Città del Vaticano (AsiaNews) - Promuovere una cultura del dialogo, rifiutando la violenza, per la costruzione di uno Stato democratico che rispetti le diversità etniche, culturali e religiose. Sono le principali conclusioni alle quali è giunto il primo Colloquio tra il giordano Royal Institute for Inter-Faith Studies (R.I.I.F.S.) e il Pontificio consiglio per il dialogo interreligioso, conclusosi ieri ad Amman.

 

Dedicato alla “Religione e società civile”, l’incontro, del quale dà notizie il Pontificio consiglio, è stato centrato su tre aree: La religione e la società civile nella storia e nel pensiero filosofico-giuridico; La religione e la società civile nelle società moderne; La religione e la società civile nella tradizione religiosa.

 

La delegazioine del RIIFS era guidata dal direttore dell’istituto, ambasciatore Hasan Abu Nimah e comprendeva esperti e studiosi provenienti da Iran, Egitto, Libano, oltre che da istituzioni come la The World Islamic Science and Education University e della stessa Giordania. La delegazione vaticana era presieduta dal card. Jean Luois Tauran, presidente el Pontificio consiglio e comprendeva personalità e studiosi del Vaticano, delle Chiese locali e di università. Il Colloquio ha anche avuto una seduta pubblica, tenutasi nel Founders Theater, El-Hassan Science City.

 

I partecipanti, in particolare, hanno convenuto sui seguenti punti:

1) è stata discussa la nozione di società civile e i partecipanti sottolineano il suo carattere come mezzo per uno scambio aperto di esperienze e visioni mirante a perseguire il bene comune. I partecipanti sono d’accordo sull’importanza della società civile per un sano e integrale sviluppo di individui e comunità, riconoscendo il particolare e indispensabile contributo che la società civile può offrire come prezioso forum per il dialogo nel contesto del responsabile esercizio della libertà.

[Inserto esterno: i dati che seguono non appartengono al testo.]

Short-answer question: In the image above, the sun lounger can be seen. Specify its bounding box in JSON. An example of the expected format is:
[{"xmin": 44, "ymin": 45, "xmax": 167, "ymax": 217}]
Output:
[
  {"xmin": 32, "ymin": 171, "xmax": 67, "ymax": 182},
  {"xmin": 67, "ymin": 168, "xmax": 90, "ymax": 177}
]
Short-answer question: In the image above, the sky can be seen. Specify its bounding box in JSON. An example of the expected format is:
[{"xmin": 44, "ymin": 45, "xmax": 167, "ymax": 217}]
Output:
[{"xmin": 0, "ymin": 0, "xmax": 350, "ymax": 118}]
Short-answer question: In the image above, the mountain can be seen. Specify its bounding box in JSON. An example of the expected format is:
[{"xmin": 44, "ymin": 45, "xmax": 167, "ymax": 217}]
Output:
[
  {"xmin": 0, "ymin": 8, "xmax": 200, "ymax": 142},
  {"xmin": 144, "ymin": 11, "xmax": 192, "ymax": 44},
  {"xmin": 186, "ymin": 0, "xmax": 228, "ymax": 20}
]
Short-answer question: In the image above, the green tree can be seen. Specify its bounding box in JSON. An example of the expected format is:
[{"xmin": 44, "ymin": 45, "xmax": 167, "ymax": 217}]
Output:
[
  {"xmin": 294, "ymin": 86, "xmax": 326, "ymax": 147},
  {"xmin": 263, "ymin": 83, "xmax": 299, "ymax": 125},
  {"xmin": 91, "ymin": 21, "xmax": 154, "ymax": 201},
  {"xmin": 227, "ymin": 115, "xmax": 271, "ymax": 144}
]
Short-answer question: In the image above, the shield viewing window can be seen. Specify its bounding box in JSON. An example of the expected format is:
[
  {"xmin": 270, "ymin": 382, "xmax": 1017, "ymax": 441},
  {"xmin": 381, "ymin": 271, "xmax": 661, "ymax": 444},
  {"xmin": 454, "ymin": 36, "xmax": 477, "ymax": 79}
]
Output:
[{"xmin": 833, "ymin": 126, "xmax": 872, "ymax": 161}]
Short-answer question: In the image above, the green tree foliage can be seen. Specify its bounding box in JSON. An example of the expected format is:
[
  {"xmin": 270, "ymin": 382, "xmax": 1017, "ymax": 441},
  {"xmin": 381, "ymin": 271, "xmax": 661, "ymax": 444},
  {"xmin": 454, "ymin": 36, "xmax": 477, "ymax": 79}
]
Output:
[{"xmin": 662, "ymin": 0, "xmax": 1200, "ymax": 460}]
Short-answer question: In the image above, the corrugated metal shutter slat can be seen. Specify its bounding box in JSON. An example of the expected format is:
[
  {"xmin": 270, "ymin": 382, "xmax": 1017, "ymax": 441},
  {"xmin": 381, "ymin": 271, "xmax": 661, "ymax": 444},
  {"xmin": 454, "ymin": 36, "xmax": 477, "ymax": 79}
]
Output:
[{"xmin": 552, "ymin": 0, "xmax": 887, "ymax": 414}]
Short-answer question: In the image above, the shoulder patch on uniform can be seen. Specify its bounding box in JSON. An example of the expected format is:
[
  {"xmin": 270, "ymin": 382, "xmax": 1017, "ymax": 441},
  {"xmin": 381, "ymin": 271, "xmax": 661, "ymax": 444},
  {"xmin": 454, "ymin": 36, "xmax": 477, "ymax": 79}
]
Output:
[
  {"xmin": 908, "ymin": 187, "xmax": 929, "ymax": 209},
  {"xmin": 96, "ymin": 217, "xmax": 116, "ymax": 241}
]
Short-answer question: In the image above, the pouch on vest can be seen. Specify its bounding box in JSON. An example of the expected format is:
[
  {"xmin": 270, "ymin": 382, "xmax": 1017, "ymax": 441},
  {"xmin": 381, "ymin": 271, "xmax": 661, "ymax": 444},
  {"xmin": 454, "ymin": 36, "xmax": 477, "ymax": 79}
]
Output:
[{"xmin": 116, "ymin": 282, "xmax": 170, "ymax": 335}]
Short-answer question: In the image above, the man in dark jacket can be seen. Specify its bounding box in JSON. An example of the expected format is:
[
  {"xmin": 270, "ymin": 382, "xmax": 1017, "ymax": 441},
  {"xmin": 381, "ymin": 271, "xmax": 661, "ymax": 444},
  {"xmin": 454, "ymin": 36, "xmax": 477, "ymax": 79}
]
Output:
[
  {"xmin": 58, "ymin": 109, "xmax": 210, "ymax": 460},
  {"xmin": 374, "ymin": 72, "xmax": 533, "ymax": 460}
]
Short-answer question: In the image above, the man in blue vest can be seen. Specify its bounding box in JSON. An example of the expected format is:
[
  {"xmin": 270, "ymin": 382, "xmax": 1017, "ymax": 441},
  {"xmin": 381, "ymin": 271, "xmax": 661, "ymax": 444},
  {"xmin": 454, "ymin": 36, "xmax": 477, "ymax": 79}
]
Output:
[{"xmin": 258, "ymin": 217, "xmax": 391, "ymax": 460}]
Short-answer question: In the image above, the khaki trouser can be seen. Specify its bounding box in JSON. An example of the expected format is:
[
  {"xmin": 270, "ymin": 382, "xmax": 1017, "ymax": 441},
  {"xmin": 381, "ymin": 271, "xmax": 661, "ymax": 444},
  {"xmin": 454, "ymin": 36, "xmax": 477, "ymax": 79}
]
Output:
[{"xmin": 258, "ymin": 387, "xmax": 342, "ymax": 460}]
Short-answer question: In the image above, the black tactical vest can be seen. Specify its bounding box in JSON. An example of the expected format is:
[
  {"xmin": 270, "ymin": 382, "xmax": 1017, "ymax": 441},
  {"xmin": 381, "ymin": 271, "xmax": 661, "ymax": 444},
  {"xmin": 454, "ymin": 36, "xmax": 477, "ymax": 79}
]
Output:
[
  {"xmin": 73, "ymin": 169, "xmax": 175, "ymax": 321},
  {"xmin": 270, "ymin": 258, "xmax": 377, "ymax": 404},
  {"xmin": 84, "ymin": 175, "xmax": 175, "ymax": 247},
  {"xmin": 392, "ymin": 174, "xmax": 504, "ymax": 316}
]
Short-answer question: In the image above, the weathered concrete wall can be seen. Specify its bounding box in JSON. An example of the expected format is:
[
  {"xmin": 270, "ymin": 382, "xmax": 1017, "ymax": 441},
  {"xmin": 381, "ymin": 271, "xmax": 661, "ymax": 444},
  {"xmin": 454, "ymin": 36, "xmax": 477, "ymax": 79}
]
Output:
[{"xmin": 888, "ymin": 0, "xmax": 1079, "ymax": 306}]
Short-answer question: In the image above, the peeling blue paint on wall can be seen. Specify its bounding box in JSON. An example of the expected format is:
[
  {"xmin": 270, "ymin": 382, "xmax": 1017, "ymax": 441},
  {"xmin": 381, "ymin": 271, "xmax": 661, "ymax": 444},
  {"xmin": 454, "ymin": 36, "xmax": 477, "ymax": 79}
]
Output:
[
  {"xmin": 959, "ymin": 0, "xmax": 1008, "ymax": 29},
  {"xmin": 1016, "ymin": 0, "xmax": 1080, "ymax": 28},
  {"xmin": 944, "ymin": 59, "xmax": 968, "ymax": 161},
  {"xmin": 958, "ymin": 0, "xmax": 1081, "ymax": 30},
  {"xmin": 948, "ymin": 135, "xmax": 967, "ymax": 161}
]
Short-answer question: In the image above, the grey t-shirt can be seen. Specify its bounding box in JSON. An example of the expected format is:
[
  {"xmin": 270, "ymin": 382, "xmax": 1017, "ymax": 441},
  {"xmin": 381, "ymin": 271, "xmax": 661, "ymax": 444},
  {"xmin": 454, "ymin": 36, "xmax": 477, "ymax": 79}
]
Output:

2) I partecipanti sottolineano l’importanza di educare i giovani sul valore del rispetto reciproco e della cultura del dialogo, rifiutando la violenza, così da promuovere una coesistenza pacifica sulla base della piena cittadinanza.

3) Essi sottolineano l’importanza della democrazia e il ruolo della legge in uno Stato che rispetti le diversità etniche, culturali e religiose e incrementi l’uguaglianza tra i cittadini, sulla base del rispetto della dignità umana e in conseguenza dei diritti umani fondamentali, in particolare la libertà e la giustizia.

4) Le religioni hanno un ruolo specifico da svolgere nella società civile, per offrire motivazioni per il contributo dei cittadini al bene comune, che sono basate sulla fede in Dio e che prescindono dall’interesse politico e dalla ricerca del potere.

5) i partecipanti sottolineano il ruolo che le religioni possono svollgere nel rafforzare la partecipazione sociale e la coesione, dando quindi il loro specifico apporto nella costruzione di uno Stato stabile e prospero, basato sul principio di sussidiarietà.

 

E’ stato deciso che il prossimo colloquio si terrà a Roma, entro due anni, preceduto da un incontro preparatorio, nel quale saranno definiti temi e modalità.